Our study developed a model with only 48 paired theranostic companions, a sample size that may be suboptimal for robust deep learning development. Despite applying augmentation techniques such as patching, the total number of cycles, which is 48, is still insufficient for the development of image synthesis tasks for DL. Additionally, patch-based inputs are highly correlated, which limits the information available for training. Although we attempted to reduce data correlation through random shuffling, a larger dataset would greatly benefit the model in terms of robustness and accuracy. Moreover, the quality of the current dataset has diminished the advantages of voxel-wise dosimetry, as the spatial resolution and field of view of the dosimetry SPECT/CT are limited.

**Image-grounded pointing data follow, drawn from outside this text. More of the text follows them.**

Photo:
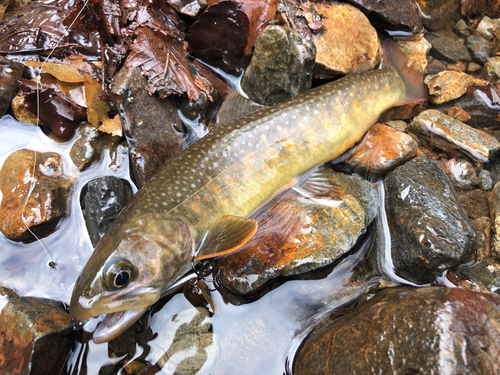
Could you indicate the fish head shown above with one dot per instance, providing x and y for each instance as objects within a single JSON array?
[{"x": 129, "y": 269}]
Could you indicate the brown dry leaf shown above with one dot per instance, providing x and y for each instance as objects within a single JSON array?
[
  {"x": 62, "y": 72},
  {"x": 97, "y": 109},
  {"x": 163, "y": 60}
]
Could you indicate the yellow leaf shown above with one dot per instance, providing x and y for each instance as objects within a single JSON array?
[
  {"x": 97, "y": 109},
  {"x": 62, "y": 72}
]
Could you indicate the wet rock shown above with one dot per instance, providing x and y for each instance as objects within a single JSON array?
[
  {"x": 394, "y": 14},
  {"x": 437, "y": 13},
  {"x": 381, "y": 150},
  {"x": 45, "y": 205},
  {"x": 102, "y": 200},
  {"x": 448, "y": 85},
  {"x": 461, "y": 29},
  {"x": 475, "y": 203},
  {"x": 446, "y": 46},
  {"x": 459, "y": 113},
  {"x": 21, "y": 113},
  {"x": 184, "y": 342},
  {"x": 152, "y": 126},
  {"x": 485, "y": 182},
  {"x": 298, "y": 234},
  {"x": 416, "y": 50},
  {"x": 491, "y": 70},
  {"x": 406, "y": 331},
  {"x": 487, "y": 27},
  {"x": 347, "y": 41},
  {"x": 480, "y": 47},
  {"x": 430, "y": 231},
  {"x": 10, "y": 71},
  {"x": 451, "y": 134},
  {"x": 461, "y": 173},
  {"x": 88, "y": 145},
  {"x": 281, "y": 66},
  {"x": 33, "y": 335}
]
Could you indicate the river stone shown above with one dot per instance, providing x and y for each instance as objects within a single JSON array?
[
  {"x": 10, "y": 71},
  {"x": 348, "y": 39},
  {"x": 480, "y": 47},
  {"x": 381, "y": 150},
  {"x": 102, "y": 200},
  {"x": 152, "y": 126},
  {"x": 281, "y": 66},
  {"x": 450, "y": 134},
  {"x": 46, "y": 204},
  {"x": 34, "y": 335},
  {"x": 448, "y": 85},
  {"x": 430, "y": 231},
  {"x": 297, "y": 235},
  {"x": 491, "y": 70},
  {"x": 88, "y": 145},
  {"x": 446, "y": 46},
  {"x": 392, "y": 14},
  {"x": 437, "y": 13},
  {"x": 430, "y": 331}
]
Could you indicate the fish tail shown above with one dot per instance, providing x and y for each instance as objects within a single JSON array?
[{"x": 414, "y": 80}]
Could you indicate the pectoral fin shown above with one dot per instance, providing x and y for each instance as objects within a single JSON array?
[{"x": 229, "y": 234}]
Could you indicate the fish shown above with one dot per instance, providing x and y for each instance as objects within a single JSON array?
[{"x": 200, "y": 204}]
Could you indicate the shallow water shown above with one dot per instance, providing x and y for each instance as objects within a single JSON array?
[{"x": 25, "y": 267}]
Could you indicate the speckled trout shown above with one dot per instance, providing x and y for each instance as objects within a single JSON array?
[{"x": 200, "y": 203}]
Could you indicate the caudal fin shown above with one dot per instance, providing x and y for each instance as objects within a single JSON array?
[{"x": 414, "y": 80}]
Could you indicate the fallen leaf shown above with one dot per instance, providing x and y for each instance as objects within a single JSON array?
[
  {"x": 220, "y": 36},
  {"x": 163, "y": 61},
  {"x": 98, "y": 109},
  {"x": 62, "y": 72}
]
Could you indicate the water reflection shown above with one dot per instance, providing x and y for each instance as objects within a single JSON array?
[{"x": 29, "y": 268}]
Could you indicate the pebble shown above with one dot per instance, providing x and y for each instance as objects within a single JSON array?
[
  {"x": 436, "y": 14},
  {"x": 480, "y": 47},
  {"x": 10, "y": 71},
  {"x": 485, "y": 182},
  {"x": 381, "y": 150},
  {"x": 406, "y": 330},
  {"x": 281, "y": 66},
  {"x": 45, "y": 206},
  {"x": 487, "y": 27},
  {"x": 152, "y": 126},
  {"x": 347, "y": 41},
  {"x": 417, "y": 51},
  {"x": 34, "y": 334},
  {"x": 491, "y": 70},
  {"x": 448, "y": 85},
  {"x": 317, "y": 235},
  {"x": 449, "y": 133},
  {"x": 446, "y": 46},
  {"x": 430, "y": 231},
  {"x": 102, "y": 200}
]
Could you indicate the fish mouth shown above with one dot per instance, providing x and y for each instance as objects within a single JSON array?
[{"x": 115, "y": 324}]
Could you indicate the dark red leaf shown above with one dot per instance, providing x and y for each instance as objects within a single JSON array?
[{"x": 220, "y": 35}]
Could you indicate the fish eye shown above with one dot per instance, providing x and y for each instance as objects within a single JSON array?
[{"x": 117, "y": 273}]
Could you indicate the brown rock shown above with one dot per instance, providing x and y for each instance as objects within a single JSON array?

We are currently collecting data from our own center using PET with improved sensitivity and resolution (Siemens Vision Quadra) and two different tracers (68Ga and 18F labeled PSMA). Additionally, dosimetry SPECT/CT data with a larger field of view, covering beyond the abdominal region, are being collected. This will enable the prediction of doses for more organs at risk, such as the salivary glands. Furthermore, with the availability of pre-therapy dynamic PET data, models can be developed to predict series of SPECT. Alternatively, with post-therapy PET data, reinforcement learning techniques can be applied to optimize the developed models.

Another bottleneck in our study is the quality of the ground-truth data used for development. Conventionally, voxel-wise dosimetry is conducted using techniques such as voxel S-value (VSV) [13], dose point kernel (DPK) [30], and Monte Carlo (MC) simulation [31]. VSV is a voxel-level implementation of the Medical Internal Radiation Dose (MIRD) schema, which defines S-values. DPK, applied by Siemens Dosimetry Research Tool, measures the absorbed energy per unit mass in a homogeneous water phantom to define radial absorbed dose [32]. However, both VSV and DPK are limited by their reliance on homogeneous phantoms. MC simulation is a more accurate personalized dosimetry technique that can be applied to heterogeneous activities and media. The “semi” Monte Carlo (sMC) simulation, applied by Hermes Voxel-dosimetry tool, simulates and tracks particles at the voxel-level to estimate absorbed dose by calculating accumulated activity [33]. However, MC simulation is computationally demanding, time-consuming, and often cumbersome to set up, despite efforts by Hermes to accelerate its tool using simplified methods [34]. Alternative methods should be explored in further studies due to the limitations of DPK and sMC simulation in terms of heterogeneity issues or computational time and resource requirements. Furthermore, both MC simulation and DPK rely on SPECT and CT images from multiple time points as input, assuming that patients and organs do not move during PET or SPECT imaging. However, patient motion during imaging is inevitable and can result in artifacts and reduced image quality [35], which consequently affect the accuracy of the dose map used as our ground truth. Additionally, the procedure of co-registration between pre-therapy PET images and dose map images was limited to rigid registration due to the absence of mature deformable registration tools, which may introduce inaccuracies due to changes in patient weight or soft tissue displacements during breathing [36]. Future studies should consider using advanced registration tools or other possible solutions to improve the accuracy of the ground truth for model training.

Conclusion

Our preliminary results demonstrated the intra-organ heterogeneity of pharmacokinetics, leading to the difference of the distribution between pre-therapy PET imaging and dose map, which may challenge the pre-therapy prediction of dosimetry. DL has the potential to bridge this gap for pre-therapy prediction of voxel-wise heterogeneous dose map. The experimental findings in the present work provide the evidence that our proposed DL approach, i.e. 3D RPT DoseGAN is capable to capture the dosimetry heterogeneity using pre-therapeutic PET imaging. This advancement has the potential to accelerate the implementation of dosimetry-guided treatment planning for RPT, leading to improved therapeutic efficacy, reduced adverse events, and ultimately better patient outcomes.